Un duel en tête et deux pelotons chez les Class40
Un air de Solitaire du Figaro, avec des bateaux qui progressent au louvoyage, et s’échangent les lignes du classement au gré des pointages, c’est aussi ce que vivent les équipages aux avant-postes chez des Class40. Après le front, place à des conditions plus maniables, dans lesquelles la course n’en redouble pas moins d’intensité, à l’image du chassé-croisé en tête entre les équipages d’Alla Grande Pirelli et d’IBSA qui ne se quittent plus depuis ce matin. On devine qu’au large des côtes portugaises, les ondes VHF doivent crépiter en italien entre Ambrogio Beccaria et Alberto Bona, même si les duos d’Amarris et de Café Joyeux ne sont pas très loin sur l’eau, et n’ont certainement pas dit leur dernier mot. Tout comme ceux de Lagallais et de Project Rescue, qui progressent dans le peloton tête de cette flotte qui s’est divisée en deux groupes avec une nette scission en termes d’écarts, à partir du 23e Captain Alternance. Ce dernier navigue encore avec des chances d’échapper aux calmes d’une dorsale, qui menace de bientôt freiner les retardataires. Mais parmi les plus petits monocoques, la bonne nouvelle du jour nous vient de La Manche #Evidence Nautique, qui a repris cet après-midi la mer après une escale à La Corogne pour examiner la blessure à la main dont souffrait Alexis Loison.

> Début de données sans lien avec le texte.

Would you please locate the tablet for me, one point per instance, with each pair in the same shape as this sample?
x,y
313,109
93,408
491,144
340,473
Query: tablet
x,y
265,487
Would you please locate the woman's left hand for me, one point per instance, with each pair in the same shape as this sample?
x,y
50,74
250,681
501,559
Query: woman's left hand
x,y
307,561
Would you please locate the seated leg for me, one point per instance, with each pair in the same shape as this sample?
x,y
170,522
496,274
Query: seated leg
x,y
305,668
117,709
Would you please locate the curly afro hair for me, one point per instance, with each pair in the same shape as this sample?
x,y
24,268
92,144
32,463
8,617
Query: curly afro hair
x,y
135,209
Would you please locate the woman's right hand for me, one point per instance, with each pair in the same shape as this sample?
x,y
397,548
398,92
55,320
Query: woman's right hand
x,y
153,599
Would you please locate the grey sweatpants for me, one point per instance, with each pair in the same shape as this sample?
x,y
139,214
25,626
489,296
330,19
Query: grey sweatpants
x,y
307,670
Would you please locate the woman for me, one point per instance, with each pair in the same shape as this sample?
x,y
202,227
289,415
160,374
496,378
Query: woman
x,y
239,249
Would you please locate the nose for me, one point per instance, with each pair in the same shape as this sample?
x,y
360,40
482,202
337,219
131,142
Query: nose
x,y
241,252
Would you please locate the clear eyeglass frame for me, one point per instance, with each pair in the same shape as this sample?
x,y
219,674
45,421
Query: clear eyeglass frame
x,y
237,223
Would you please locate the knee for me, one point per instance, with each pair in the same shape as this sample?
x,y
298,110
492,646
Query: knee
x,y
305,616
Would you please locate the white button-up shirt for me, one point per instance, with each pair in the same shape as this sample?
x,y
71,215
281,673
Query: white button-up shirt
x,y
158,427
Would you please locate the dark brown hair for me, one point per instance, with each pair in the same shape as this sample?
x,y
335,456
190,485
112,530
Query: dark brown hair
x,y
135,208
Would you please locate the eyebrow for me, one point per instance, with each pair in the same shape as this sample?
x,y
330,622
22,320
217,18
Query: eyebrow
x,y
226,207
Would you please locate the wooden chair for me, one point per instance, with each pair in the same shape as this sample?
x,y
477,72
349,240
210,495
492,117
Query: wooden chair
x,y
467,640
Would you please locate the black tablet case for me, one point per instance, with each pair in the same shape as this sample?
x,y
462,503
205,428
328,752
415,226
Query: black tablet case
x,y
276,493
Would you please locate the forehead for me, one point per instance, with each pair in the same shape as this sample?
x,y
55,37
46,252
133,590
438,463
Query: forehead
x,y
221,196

Un trio d’Ocean Fifty en route vers le Cap Vert
Chez les Ocean Fifty, Solidaires en Peloton, fort de 70 milles d’avance ce mardi, continue de mener les débats dans des vents mollissants. À bord de Viabilis, Pierre Quiroga ne cache pas sa satisfaction d’être toujours dans le match, alors qu’il reste 3 500 milles à courir : « Il y a des moments où il faut baisser un peu le curseur, c’est ce qu’on a essayé de faite hier, en faisant attention au bateau, même si ce n’est jamais facile. Au fur et à mesure qu’on avance, il y a de moins en moins de vent. On se dirige vers la dorsale. On a réussi à bien dormir cette nuit, on s’est relayés moitié-moitié, donc c’était pas mal. » Un petit moment de répit, pas volé, avant de repartir aux trousses des leaders. Et à la chasse à ces alizés mérités en direction du Cap Vert, au détour d’un parcours qui force la route au sud.